Influence of Solution Efficiency and Valence of Instruction on Additive and Subtractive Solution Strategies in Humans and GPT-4
It addresses biases in LLMs like GPT-4 for users relying on them in decision-making, but is incremental as it extends prior research on addition biases.
This study compared human and GPT-4 problem-solving on spatial and linguistic tasks, finding that GPT-4 had a stronger tendency towards additive transformations than humans, with GPT-4 showing increased additive strategies when subtraction was more efficient and when instructions were positive.

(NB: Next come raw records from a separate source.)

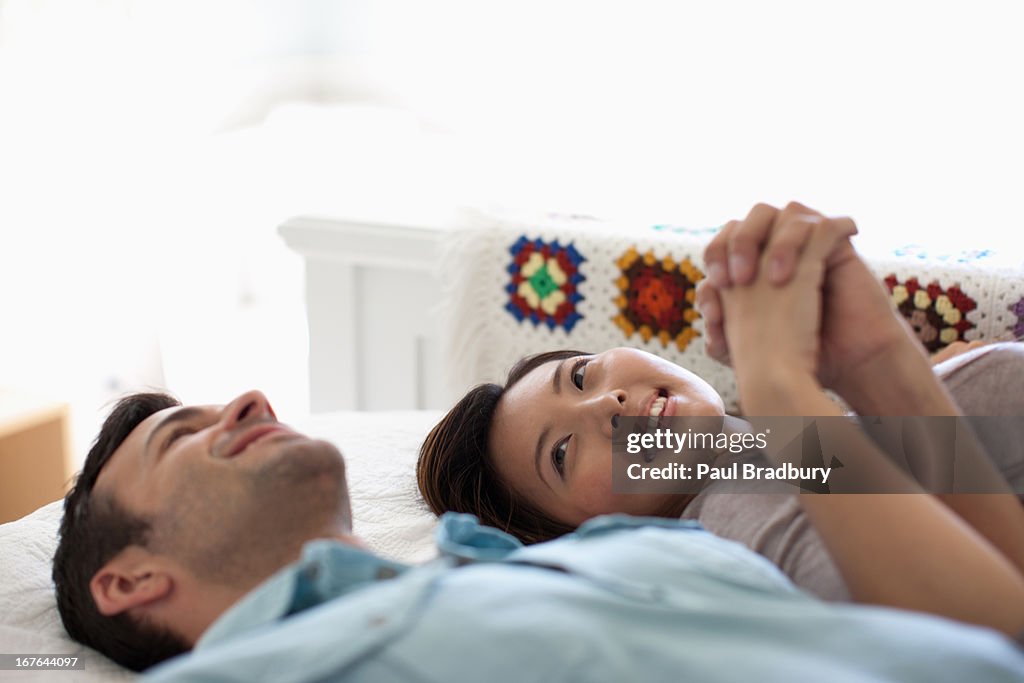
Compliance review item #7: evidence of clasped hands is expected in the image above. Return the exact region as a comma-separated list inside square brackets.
[696, 202, 925, 417]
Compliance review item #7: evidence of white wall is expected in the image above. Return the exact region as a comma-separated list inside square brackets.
[0, 0, 1024, 464]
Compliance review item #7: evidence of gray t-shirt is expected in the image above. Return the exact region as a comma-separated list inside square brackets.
[682, 343, 1024, 600]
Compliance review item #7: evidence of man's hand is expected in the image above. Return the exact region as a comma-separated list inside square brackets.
[697, 202, 909, 394]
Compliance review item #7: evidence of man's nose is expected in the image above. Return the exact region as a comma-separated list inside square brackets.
[224, 389, 278, 429]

Generative artificial intelligences, particularly large language models (LLMs), play an increasingly prominent role in human decision-making contexts, necessitating transparency about their capabilities. While prior studies have shown addition biases in humans (Adams et al., 2021) and OpenAI's GPT-3 (Winter et al., 2023), this study extends the research by comparing human and GPT-4 problem-solving across both spatial and linguistic tasks, with variations in solution efficiency and valence of task instruction. Four preregistered experiments with 588 participants from the U.S. and 680 GPT-4 iterations revealed a stronger tendency towards additive transformations in GPT-4 than in humans. Human participants were less likely to use additive strategies when subtraction was relatively more efficient than when addition and subtraction were equally efficient. GPT-4 exhibited the opposite behavior, with a strong addition bias when subtraction was more efficient. In terms of valence of task instruction, GPT-4's use of additive strategies increased when instructed to "improve" (positive) rather than "edit" (neutral). These findings demonstrate that biases in human problem-solving are amplified in GPT-4, and that LLM behavior differs from human efficiency-based strategies. This highlights the limitations of LLMs and the need for caution when using them in real-world applications.